OPS635-lab-ansible-Summer-2019
OPS635 Lab 2 : System Configuration Management using Ansible
Overview
In an enterprise environment, the existence of different hardware and operating systems running on production servers is very common. You may find the same software running on different OSes and even different hardware platforms. To manage the software configuration on different platforms by using a script, your script would have to be aware of and account for their differences. Your scripts would need to be written in way that they know how to query the operating environment and execute the appropriate installation and configuration actions based on the operating environment it is running on.
There are commercial and open source configuration management systems which aware of and know how to handle such difference in operating platforms. Ansible is a CMS (Content Management System) that we are going to study for this lab.

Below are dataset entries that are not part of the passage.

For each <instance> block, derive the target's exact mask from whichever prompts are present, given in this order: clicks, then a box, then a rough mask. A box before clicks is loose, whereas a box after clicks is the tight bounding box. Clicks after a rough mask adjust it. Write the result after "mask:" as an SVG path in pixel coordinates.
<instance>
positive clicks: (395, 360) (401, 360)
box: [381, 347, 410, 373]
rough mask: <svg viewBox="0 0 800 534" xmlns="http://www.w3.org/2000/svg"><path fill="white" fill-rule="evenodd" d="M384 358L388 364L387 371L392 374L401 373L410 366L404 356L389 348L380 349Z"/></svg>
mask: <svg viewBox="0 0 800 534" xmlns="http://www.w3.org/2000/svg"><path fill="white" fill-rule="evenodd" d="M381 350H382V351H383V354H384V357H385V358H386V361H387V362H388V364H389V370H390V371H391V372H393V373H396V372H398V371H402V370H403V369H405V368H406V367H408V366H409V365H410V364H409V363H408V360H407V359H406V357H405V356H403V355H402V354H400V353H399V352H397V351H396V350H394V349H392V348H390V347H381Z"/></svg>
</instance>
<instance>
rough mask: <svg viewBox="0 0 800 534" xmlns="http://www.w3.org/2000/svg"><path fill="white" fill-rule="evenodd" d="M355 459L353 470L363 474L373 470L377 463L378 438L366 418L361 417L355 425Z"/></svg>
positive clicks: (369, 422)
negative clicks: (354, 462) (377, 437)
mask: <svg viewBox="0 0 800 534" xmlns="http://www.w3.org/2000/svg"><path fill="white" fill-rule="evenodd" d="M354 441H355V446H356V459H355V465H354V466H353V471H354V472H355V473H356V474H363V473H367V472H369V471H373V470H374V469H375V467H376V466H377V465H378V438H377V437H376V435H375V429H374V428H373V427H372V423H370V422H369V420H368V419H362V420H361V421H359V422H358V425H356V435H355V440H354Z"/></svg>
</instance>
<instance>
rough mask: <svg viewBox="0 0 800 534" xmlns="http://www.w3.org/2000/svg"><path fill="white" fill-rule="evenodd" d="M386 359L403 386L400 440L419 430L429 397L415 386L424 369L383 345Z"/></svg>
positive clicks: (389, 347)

In this lab, we will start by trying to convert the script that you have written for configuring Nagios on CentOS 7 to an Ansible playbook, test it on your testing environment and then deploy it to a new VM.
Investigation 1: Installing Ansible on Your Host Machine
- Clone three new VMs from your blank template VM and assign them unused static IPs.
- Add your new VMs to your host DNS as: ansible1, ansible2, ansible3
- Install the Ansible package on ansible1.
- Create an SSH key-pair for the root user on ansible1 and install its public key to your other two VMs' root accounts. Ensure that you can use it to SSH to root on your VMs without entering a password.
- Modify the inventory file on your host to include the fully qualified domain names of ansible2 and ansible3.
- Use the setup module to verify that your ansible1 can run plays on your VMs.
Investigation 2: Creating an Ansible Playbook
Create an Ansible playbook that will:
- Run on both ansible2 and ansible3.
- Install, enable, and start apache.
- Insert a persistent firewall exception for port 80.
- Replace the landing webpage on each VM with your own modified version of index.html.
- Each task should be idempotent: That is, the results on the VMs are the same no matter how many times you run your playbook.
- (ie. Running your playbook 3 times shouldn't create 3 firewall exceptions on port 80)
Investigation 3: Applying a Playbook
- Use the ansible-playbook command on ansible1 to execute your play on both VMs in the same play. If anything goes wrong, fix it and re-run the play. Continue doing so until the play runs successfully.
Submission
- Demonstrate your Ansible playbook working in class
- Upload your playbook it to Blackboard.